All the bone if your dog eats any of it might make for interesting soft bone poop. Max just got irritated at the skin he couldn't get through and sort of squeezed out the round bones and hid them in the towel he was eating on. Since there isn't a whole lot of iron and such poop tends to be light colored and oddly sometimes too much bone makes for lots of soft poop.

Treat it as part of his regular meal rather than a chew as they are a lot of food. 100 grams is 200 calories and a whole foot around here is a pound if I am remembering correctly so about 900 calories.


----------



## Salina (Sep 2, 2012)

i love raw pig ears. they are a great chew treat. i guess you could dehydrate those as well.


----------



## mrgoodkat (Oct 21, 2012)

Thanks for the all the Tips. 
I'm going to try to get some cheap tendons.

I found that there are already companies making tried cow ears as dog treats. But why are they all white? Do they bleach them before drying? I imagined them to be just dried cow ears, including the hairs and stuff.
Not sure I want to buy pre-made ears if they are bleached.

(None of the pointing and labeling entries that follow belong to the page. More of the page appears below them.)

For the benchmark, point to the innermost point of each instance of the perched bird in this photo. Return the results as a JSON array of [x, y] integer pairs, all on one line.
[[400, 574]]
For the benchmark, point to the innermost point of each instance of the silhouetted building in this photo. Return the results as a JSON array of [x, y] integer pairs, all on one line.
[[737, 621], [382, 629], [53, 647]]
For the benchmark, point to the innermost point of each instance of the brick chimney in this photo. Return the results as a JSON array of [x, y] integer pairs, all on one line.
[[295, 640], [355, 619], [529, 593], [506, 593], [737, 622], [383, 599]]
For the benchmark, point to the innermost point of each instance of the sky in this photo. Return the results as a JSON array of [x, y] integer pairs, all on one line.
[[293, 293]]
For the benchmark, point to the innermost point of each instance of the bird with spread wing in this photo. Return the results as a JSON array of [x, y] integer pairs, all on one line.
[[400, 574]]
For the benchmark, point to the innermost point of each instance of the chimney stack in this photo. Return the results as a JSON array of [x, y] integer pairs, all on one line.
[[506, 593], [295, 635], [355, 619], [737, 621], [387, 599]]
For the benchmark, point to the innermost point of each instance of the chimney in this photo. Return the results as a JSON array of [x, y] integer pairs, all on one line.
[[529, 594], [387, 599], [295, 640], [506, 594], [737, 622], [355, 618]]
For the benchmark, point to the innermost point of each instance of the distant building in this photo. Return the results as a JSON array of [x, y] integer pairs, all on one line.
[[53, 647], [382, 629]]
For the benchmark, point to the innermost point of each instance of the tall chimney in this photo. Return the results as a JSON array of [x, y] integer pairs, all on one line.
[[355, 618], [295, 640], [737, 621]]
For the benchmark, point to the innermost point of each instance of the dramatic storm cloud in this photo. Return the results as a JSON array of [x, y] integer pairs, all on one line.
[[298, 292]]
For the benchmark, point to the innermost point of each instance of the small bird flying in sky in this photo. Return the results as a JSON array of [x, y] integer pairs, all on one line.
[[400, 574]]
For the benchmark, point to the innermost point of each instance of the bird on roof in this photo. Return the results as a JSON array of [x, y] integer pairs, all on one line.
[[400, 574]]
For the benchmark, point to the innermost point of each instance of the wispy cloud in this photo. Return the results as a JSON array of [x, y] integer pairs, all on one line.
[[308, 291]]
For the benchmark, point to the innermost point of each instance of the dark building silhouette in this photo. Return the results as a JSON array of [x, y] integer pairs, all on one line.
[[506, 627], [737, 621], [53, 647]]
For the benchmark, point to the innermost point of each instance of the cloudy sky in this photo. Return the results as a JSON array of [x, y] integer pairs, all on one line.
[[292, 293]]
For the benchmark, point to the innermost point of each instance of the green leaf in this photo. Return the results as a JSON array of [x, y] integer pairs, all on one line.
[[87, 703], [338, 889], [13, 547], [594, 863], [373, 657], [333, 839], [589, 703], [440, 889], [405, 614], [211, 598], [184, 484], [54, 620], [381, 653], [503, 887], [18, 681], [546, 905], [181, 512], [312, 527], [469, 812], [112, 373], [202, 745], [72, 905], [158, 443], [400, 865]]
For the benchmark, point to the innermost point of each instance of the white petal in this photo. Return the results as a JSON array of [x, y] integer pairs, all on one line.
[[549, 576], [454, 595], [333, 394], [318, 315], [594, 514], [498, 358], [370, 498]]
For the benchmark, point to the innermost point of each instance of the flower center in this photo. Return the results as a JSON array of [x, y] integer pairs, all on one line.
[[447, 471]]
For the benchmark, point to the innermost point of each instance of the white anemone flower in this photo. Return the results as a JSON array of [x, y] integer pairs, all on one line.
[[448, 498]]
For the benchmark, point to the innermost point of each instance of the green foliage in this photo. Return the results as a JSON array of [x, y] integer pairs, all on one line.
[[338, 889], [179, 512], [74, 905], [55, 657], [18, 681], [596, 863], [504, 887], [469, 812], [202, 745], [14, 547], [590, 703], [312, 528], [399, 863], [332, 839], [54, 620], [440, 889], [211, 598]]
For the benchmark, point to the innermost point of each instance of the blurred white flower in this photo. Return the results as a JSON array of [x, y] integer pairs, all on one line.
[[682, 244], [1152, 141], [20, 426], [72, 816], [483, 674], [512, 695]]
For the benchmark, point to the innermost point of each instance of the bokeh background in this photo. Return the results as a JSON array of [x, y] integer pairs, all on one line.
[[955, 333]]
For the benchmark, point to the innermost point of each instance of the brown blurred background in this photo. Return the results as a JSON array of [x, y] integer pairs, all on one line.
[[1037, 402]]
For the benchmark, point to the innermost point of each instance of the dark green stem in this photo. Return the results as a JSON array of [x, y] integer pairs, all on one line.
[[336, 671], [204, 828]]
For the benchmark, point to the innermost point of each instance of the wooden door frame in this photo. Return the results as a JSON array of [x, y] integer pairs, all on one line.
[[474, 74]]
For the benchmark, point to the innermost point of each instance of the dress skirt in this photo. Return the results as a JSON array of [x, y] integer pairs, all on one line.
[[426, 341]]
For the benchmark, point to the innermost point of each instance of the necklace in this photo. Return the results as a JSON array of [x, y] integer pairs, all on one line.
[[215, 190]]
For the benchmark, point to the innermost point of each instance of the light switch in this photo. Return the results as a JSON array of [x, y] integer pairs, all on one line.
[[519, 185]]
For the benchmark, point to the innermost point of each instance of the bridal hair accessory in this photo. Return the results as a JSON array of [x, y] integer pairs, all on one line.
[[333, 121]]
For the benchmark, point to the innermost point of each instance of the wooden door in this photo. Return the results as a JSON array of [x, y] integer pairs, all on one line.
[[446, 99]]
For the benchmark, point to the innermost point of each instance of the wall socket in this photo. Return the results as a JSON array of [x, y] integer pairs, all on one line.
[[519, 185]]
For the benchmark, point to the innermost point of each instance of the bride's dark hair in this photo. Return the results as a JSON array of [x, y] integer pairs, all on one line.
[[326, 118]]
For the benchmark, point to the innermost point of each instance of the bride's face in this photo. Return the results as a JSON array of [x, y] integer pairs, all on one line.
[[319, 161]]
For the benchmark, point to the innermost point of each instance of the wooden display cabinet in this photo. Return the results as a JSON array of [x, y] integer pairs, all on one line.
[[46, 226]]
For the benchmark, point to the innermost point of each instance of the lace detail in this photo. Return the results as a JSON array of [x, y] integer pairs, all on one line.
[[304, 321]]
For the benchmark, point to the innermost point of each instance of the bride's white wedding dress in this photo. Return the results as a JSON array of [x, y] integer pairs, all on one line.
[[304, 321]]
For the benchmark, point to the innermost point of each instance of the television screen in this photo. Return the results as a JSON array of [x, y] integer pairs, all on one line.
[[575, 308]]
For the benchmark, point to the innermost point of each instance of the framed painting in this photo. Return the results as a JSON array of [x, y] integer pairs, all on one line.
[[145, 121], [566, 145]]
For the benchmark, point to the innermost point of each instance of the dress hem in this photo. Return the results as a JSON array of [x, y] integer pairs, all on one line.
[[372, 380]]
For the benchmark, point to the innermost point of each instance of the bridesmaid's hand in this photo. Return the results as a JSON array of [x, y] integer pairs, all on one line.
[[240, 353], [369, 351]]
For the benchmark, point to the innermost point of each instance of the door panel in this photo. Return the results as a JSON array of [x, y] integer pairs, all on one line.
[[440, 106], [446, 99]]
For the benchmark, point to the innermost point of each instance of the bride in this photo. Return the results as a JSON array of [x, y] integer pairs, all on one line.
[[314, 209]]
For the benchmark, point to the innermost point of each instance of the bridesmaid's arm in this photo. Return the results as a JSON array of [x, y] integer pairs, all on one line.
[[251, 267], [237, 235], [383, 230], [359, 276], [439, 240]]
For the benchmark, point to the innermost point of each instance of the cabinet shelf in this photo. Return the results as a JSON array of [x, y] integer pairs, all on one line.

Sent from Petguide.com Free App


----------



## Flaming (Feb 2, 2013)

mrgoodkat said:


> Thanks for the all the Tips.
> I'm going to try to get some cheap tendons.
> 
> I found that there are already companies making tried cow ears as dog treats. But why are they all white? Do they bleach them before drying? I imagined them to be just dried cow ears, including the hairs and stuff.
> ...



The cow ears I buy are yellow-brown in colours, and usually have fur and all still on them. So I would assume that white ones are bleached.


----------



## gingerkid (Jul 11, 2012)

We went to the Asian market and they just happened to have lengths of beef digit tendons that were 6-8" long. It took FOREVER (6+ hours at 170F). I didn't take before photos, but here are some after shots. They shrank quite a bit. I'm trying to figure out for next time if there is some way I can tie them to the rack so they can't shrink quite as much. They're not so small that I feel unsafe giving them to Snowball, but I wish they were a bit bigger.


----------



## Kathyy (Jun 15, 2008)

Try splitting them lengthwise into a V shape before drying? Been a while, don't remember the tendons I had shrinking lengthwise, only crossways but they were quite long to begin with so wasn't too concerned about it at the time. Too bad they came out so short after all that work. The raw tendons I have seen at stores were much shorter and I never would have tried to dry those, you found some nice long ones.


----------



## Canyx (Jul 1, 2011)

Baked sweet potato.


----------



## doggiepop (Feb 27, 2014)

take a sweet potato and cut it up. place on a sheet pan
with parchment paper. place in the oven at 190 degrees.
cook for 6 to 8 hours. when done place in a bowl, no cover.


----------



## gingerkid (Jul 11, 2012)

Kathyy said:


> Try splitting them lengthwise into a V shape before drying? Been a while, don't remember the tendons I had shrinking lengthwise, only crossways but they were quite long to begin with so wasn't too concerned about it at the time. Too bad they came out so short after all that work. The raw tendons I have seen at stores were much shorter and I never would have tried to dry those, you found some nice long ones.


Yeah.  I might try again to see if I can decrease the amount of shrinkage through various methods; I also didn't trim any of the fascia off the tendons and I wonder if that had something to do with it. Thankfully Snowball is small enough that I have no real concerns about their size, and if I give them frozen they last a good few minutes.


----------